Неожиданно исчезли и Субаш, и Пунджаджи. Остались лишь чистое счастье и невероятно реальное чувство всеобщей завершенности.
И в этот самый момент каким-то образом пришло знание того, что это именно то, что мое сознание уже целую вечность безуспешно жаждало обрести. Это переживание настолько неизгладимо, что по сей день, когда я вспоминаю о нем, тут же впадаю в состояние, в котором отсутствуют какие-либо мысли. Больше никто ни до него, ни после не смог дать мне такого счастья, которое не зависит от чего-то материального. Мне не надо было что-то делать, я не прикладывал для этого никаких усилий. Ощущение завершенности пришло само по себе, неожиданно, и ни от чего и ни от кого не зависело.
Возможно, мое состояние, в котором присутствовало одно лишь ощущение счастья, длилось около пяти минут. Позже, когда в присутствии Пунджаджи у меня было переживание, я стал замечать, что и другие люди погружаются в подобное состояние на несколько часов. Но время здесь не играет существенной роли. Что действительно важно, так это выход за пределы материальности даже на секунду. Однажды пережив это, ты уже не будешь прежним.
Несмотря на то что к нему в Лонду приезжали люди, чтобы поговорить о своих чудесных переживаниях, мне и в голову не приходило, что что-то подобное может произойти со мной. Я не стремился к подобному переживанию, не предпринимал никаких попыток, чтобы обрести его. Я хочу акцентировать внимание на следующем: чтобы получить милость Пунджаджи, не нужно ничего делать, лишь находиться в его присутствии. От него исходит ощутимое сияние, благодаря которому мысли и идеи отходят на второй план, а люди, находящиеся под воздействием его света, обнаруживают и раскрывают свою истинную сущность. Возможно, лучше сравнить Пунджаджи с тигром, поедающим мысли и ум тех, кто приближается к нему. И нет возможности скрыться, убежать или спрятаться на дереве. Ты стоишь в его присутствии, как парализованный, до тех пор пока в какой-то момент он не набросится на тебя, чтобы съесть.
Пережив такой опыт, я стал смотреть на Пунджаджи совершенно другими глазами. Это похоже на то, когда ты смотришь не на какую-то отдельную часть, а на все в целом. Я перестал воспринимать его как тело. Он стал для меня воплощением чистой любви. С тех пор мой страх исчез, ему на смену пришли любовь, уважение и благоговение.

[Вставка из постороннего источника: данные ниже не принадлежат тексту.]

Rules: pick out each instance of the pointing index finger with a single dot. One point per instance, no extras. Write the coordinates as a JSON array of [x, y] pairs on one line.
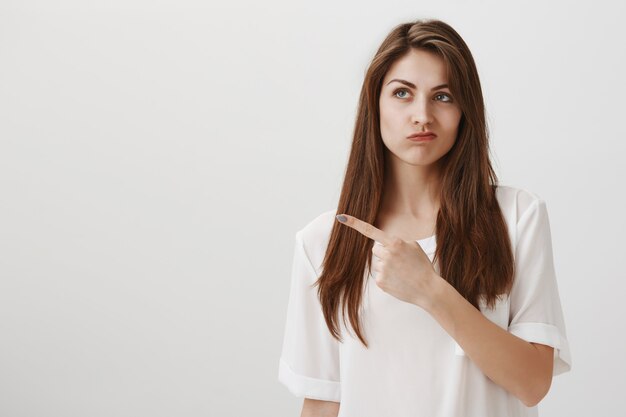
[[366, 229]]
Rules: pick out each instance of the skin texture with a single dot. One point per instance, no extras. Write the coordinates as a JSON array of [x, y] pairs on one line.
[[409, 211], [413, 184], [404, 271]]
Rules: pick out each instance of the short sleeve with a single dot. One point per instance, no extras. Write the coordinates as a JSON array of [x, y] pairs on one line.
[[535, 307], [309, 362]]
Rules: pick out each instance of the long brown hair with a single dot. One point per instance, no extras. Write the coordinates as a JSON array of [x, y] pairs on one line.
[[473, 246]]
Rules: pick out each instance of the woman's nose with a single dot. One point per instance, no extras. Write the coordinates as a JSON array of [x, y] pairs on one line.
[[422, 112]]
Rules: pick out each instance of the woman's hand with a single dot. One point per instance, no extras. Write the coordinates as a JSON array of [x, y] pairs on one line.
[[403, 268]]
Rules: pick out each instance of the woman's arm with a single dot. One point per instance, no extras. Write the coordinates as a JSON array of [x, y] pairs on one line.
[[522, 368], [319, 408]]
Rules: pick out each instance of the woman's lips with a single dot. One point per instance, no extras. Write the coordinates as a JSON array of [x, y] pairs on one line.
[[424, 138]]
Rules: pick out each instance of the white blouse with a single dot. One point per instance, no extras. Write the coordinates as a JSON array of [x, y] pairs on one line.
[[413, 367]]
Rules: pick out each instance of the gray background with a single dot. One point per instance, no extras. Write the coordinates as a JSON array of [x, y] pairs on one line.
[[157, 158]]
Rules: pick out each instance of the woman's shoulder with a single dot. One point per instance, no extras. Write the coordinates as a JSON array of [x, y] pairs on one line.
[[315, 234], [515, 201]]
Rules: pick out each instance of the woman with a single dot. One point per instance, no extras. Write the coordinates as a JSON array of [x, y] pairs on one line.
[[445, 277]]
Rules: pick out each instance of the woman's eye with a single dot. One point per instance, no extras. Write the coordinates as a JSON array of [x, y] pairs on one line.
[[446, 95], [402, 90]]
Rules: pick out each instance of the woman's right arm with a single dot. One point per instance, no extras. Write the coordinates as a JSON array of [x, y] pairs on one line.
[[319, 408]]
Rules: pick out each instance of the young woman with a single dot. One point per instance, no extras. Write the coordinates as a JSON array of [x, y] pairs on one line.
[[435, 293]]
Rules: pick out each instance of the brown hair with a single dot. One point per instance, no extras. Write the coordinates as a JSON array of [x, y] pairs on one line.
[[473, 246]]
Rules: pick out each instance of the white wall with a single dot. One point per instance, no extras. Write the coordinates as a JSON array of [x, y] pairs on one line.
[[156, 159]]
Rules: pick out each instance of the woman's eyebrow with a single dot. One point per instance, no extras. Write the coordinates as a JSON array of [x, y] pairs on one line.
[[410, 84]]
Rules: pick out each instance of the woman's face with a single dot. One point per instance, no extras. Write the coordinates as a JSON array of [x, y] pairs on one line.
[[415, 103]]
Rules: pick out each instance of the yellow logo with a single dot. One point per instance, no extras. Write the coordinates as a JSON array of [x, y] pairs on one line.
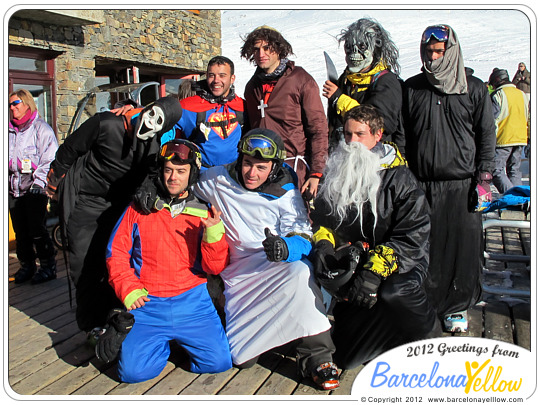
[[488, 381]]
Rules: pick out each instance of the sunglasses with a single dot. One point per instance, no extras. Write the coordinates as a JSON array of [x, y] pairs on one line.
[[439, 32], [179, 150], [262, 145]]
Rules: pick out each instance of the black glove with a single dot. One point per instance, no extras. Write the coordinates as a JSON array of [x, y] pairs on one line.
[[364, 288], [275, 247], [118, 326], [322, 253], [146, 195], [35, 189]]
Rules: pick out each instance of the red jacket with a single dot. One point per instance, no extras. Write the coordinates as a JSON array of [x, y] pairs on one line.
[[166, 256]]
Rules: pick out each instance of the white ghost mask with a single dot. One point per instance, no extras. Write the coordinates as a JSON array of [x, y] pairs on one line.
[[150, 123]]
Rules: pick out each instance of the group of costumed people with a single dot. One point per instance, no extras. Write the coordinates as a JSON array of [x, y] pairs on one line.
[[381, 214]]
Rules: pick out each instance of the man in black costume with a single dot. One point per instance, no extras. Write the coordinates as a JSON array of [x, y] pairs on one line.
[[97, 170], [450, 147], [372, 244]]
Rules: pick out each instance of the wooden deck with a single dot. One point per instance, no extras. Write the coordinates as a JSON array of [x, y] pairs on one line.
[[48, 355]]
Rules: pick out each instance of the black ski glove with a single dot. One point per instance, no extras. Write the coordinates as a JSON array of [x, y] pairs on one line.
[[35, 189], [146, 195], [119, 324], [275, 247], [322, 253], [364, 289]]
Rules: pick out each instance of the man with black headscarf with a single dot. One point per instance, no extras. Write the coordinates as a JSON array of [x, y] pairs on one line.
[[450, 147], [371, 77]]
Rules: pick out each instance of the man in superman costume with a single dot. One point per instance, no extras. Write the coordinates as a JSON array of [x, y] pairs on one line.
[[214, 117]]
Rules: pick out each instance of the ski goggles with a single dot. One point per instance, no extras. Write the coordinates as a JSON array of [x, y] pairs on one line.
[[439, 32], [180, 151], [266, 147]]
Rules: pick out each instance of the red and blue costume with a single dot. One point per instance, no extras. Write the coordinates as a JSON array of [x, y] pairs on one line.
[[214, 125], [173, 276]]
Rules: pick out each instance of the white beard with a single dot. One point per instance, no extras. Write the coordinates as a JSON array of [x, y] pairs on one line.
[[351, 179]]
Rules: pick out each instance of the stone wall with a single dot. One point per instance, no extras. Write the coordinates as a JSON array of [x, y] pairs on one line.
[[177, 39]]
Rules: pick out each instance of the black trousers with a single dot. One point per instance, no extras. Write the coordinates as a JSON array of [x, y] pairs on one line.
[[402, 314], [89, 227], [456, 246], [28, 218]]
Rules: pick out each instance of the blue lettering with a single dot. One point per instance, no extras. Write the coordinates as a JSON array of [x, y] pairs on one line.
[[377, 374]]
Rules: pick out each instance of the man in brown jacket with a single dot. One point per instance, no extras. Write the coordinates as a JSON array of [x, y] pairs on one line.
[[285, 98]]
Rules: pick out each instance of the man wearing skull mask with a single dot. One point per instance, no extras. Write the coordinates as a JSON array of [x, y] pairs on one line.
[[95, 173], [371, 77]]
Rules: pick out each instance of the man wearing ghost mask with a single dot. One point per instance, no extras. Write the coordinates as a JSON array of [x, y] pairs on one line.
[[94, 175], [371, 77]]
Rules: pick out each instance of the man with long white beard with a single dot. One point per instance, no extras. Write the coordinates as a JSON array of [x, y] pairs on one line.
[[371, 229]]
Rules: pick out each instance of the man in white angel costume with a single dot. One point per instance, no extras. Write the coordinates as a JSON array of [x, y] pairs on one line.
[[271, 296]]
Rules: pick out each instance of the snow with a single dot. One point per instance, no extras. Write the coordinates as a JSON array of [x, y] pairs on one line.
[[489, 38]]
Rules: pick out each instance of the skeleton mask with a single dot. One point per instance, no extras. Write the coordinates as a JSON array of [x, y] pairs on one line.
[[359, 49], [158, 118]]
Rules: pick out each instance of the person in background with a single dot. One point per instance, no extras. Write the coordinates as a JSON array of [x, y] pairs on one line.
[[371, 77], [450, 148], [185, 89], [522, 80], [163, 285], [32, 145], [511, 108], [285, 98]]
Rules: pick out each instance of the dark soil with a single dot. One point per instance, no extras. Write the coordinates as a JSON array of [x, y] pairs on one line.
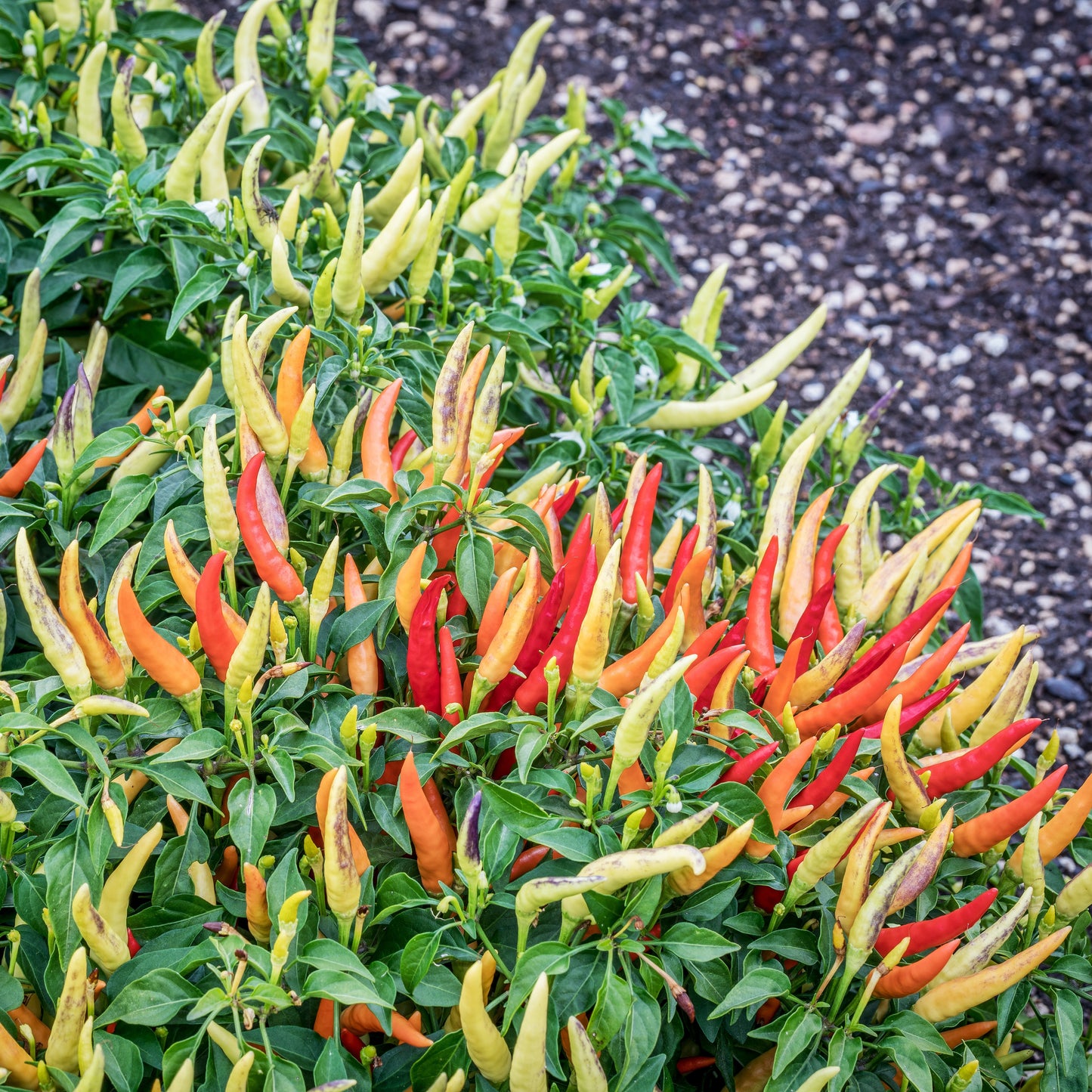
[[923, 167]]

Пунджаджи заботился о моем материальном благосостоянии так же, как и о духовном благополучии. Он заметил мои способности к рисованию и предложил моему отцу отправить меня в школу искусств или коммерческое художественное училище, чтобы развивать данный талант. Отец же хотел, чтобы я получил медицинское образование, но я разочаровал его, так как провалил выпускные экзамены в средней школе. Он был против моей учебы в художественном училище. Отец хотел, чтобы я пересдал экзамены и набрал достаточно балов, что позволило бы мне пойти либо в медицинский, либо в инженерный колледж.

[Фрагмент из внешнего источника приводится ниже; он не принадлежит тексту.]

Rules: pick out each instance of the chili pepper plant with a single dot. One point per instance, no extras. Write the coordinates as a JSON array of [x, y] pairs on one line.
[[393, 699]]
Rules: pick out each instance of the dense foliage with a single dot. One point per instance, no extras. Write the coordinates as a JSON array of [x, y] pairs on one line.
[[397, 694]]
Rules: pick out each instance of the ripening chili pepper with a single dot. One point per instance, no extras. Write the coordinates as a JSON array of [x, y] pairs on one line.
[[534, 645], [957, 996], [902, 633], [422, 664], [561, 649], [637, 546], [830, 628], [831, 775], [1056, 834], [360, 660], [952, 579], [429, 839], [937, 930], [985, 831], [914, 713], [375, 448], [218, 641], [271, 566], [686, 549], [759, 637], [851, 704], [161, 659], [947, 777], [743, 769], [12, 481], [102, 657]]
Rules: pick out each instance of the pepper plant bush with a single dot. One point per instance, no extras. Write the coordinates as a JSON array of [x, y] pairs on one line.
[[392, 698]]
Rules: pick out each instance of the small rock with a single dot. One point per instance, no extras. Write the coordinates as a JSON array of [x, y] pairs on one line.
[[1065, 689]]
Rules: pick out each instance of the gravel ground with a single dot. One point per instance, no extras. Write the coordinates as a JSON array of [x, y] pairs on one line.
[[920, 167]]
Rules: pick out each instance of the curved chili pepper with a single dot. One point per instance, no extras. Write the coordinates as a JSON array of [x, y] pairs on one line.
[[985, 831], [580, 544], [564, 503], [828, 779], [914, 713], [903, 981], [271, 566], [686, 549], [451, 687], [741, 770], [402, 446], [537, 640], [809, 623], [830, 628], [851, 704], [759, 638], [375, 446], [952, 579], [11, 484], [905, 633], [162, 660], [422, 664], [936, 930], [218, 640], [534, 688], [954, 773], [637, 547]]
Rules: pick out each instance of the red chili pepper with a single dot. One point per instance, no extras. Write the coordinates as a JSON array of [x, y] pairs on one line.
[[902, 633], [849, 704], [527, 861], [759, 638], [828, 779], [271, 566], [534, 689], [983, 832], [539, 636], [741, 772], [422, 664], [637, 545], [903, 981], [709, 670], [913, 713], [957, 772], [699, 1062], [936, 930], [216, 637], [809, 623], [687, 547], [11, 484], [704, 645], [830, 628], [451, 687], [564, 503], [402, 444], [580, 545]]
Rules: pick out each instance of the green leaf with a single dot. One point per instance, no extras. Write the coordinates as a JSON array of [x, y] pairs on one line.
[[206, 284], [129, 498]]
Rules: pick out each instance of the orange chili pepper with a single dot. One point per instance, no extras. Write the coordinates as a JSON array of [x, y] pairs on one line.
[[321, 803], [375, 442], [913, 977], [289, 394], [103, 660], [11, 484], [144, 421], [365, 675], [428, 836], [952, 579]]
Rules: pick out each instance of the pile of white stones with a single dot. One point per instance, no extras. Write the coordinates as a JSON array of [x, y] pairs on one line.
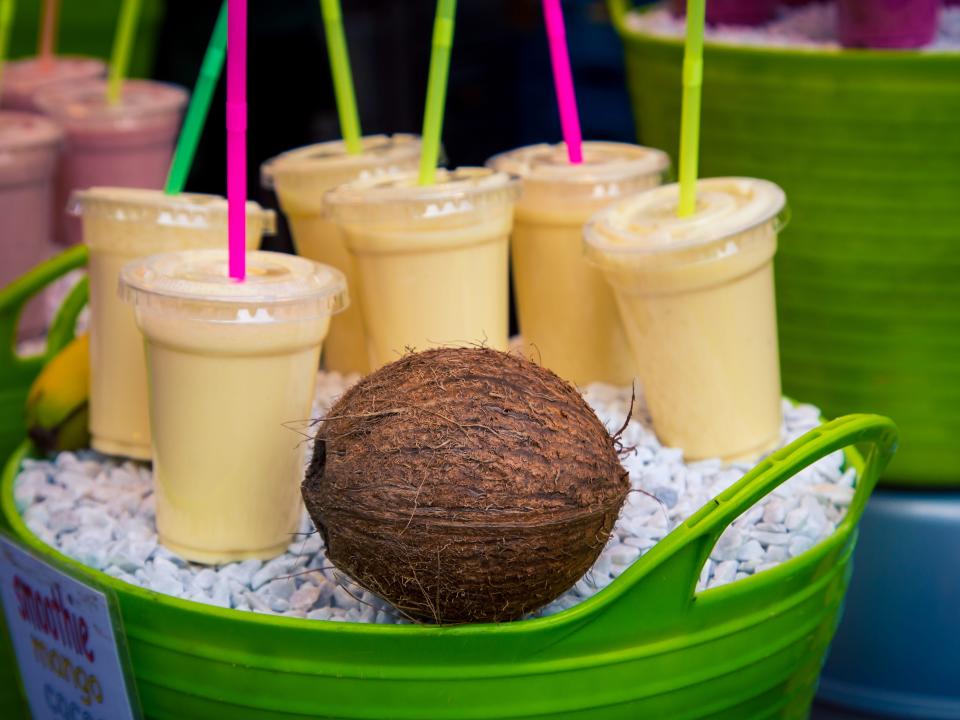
[[100, 512]]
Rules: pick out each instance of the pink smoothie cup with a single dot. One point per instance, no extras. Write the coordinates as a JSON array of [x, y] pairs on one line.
[[29, 145], [127, 144], [887, 23], [733, 12], [22, 79]]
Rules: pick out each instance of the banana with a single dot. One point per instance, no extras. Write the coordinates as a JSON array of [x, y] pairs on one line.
[[56, 410]]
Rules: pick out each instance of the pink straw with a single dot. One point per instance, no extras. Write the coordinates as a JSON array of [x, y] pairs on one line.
[[237, 136], [563, 81]]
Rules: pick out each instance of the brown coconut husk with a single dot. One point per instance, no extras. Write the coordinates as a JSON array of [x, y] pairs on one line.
[[464, 485]]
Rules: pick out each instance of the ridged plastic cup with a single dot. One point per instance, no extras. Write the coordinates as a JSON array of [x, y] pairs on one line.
[[129, 144], [887, 23], [697, 299], [22, 79], [566, 309], [301, 177], [232, 367], [732, 12], [431, 261], [29, 146], [121, 225]]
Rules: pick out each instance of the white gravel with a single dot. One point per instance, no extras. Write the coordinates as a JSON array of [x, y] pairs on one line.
[[812, 26], [100, 512]]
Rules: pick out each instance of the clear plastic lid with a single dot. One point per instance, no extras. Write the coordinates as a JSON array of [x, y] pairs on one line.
[[399, 151], [603, 162], [399, 197], [195, 284], [22, 131], [647, 224], [85, 103]]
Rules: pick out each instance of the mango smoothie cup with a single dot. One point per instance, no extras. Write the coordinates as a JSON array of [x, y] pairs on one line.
[[300, 178], [431, 261], [696, 297], [120, 225], [231, 366], [565, 307]]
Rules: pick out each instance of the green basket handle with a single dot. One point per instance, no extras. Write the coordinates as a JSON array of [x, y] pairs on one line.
[[662, 584], [15, 295]]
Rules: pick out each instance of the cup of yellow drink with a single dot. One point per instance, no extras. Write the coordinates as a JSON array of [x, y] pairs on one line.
[[300, 178], [431, 260], [231, 367], [565, 308], [696, 296], [120, 225]]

Когда он отказался платить за мое образование в школе искусств, вмешался Пунджаджи и сказал: «Если вы не отдадите юношу в художественный колледж, я заберу его с собой в Лакнау, и он будет учиться в художественной школе там, если даже мне самому придется взять на себя все связанные с учебой расходы».
Мой отец смягчился и позволил мне заниматься искусством, сначала в Дхарваре, а затем в Бомбее. Теперь же я работаю в Бомбее, и мои работы хорошо расходятся.
Моей заслуги нет в том, кем я стал в этой жизни. Всем, что произошло со мной, и чего я достиг, я обязан милости Пунджаджи.
В начале 1996 года Пападжи наконец-то уволился из компании «Поддар-Мартин». С того самого времени он смог проводить все свое свободное время с новой группой преданных в Лонде. Где-то в это же время и доктор Даттатрея Бакр решил оставить свою практику и уволиться. Дальнейшее повествование о развитии событий пойдет от лица Пападжи.
Однажды я увидел перед Рам Мандиром нескольких пациентов. Было непохоже, чтобы за ними кто-либо присматривал.
Я поинтересовался у доктора Нараяна, сына Даттатрея Бакра: «Почему твой отец не пришел сегодня к этим больным? Они ведь ждут его». «Мой отец ушел с работы, – ответил доктор Нараян. – Он передал все свои обязательства своему ассистенту. Теперь его помощник должен заботиться об этих людях».
Такой поворот событий был достаточно странным. Я не мог понять, что послужило причиной его внезапного ухода. Эта работа была его единственным источником дохода, и кроме того, здесь не предусматривалась выплата пенсии. Во время наших с ним бесед он ни единым словом не обмолвился о своем намерении оставить работу.
Позднее, в тот же самый день, когда я нашел доктора, он сказал мне, что больше не хочет работать, поскольку желает больше времени проводить со мною. Полагаю, он надеялся, что мы постоянно будем вместе до конца наших дней. Я тоже думал, что навсегда останусь жить в Лонде после своего увольнения.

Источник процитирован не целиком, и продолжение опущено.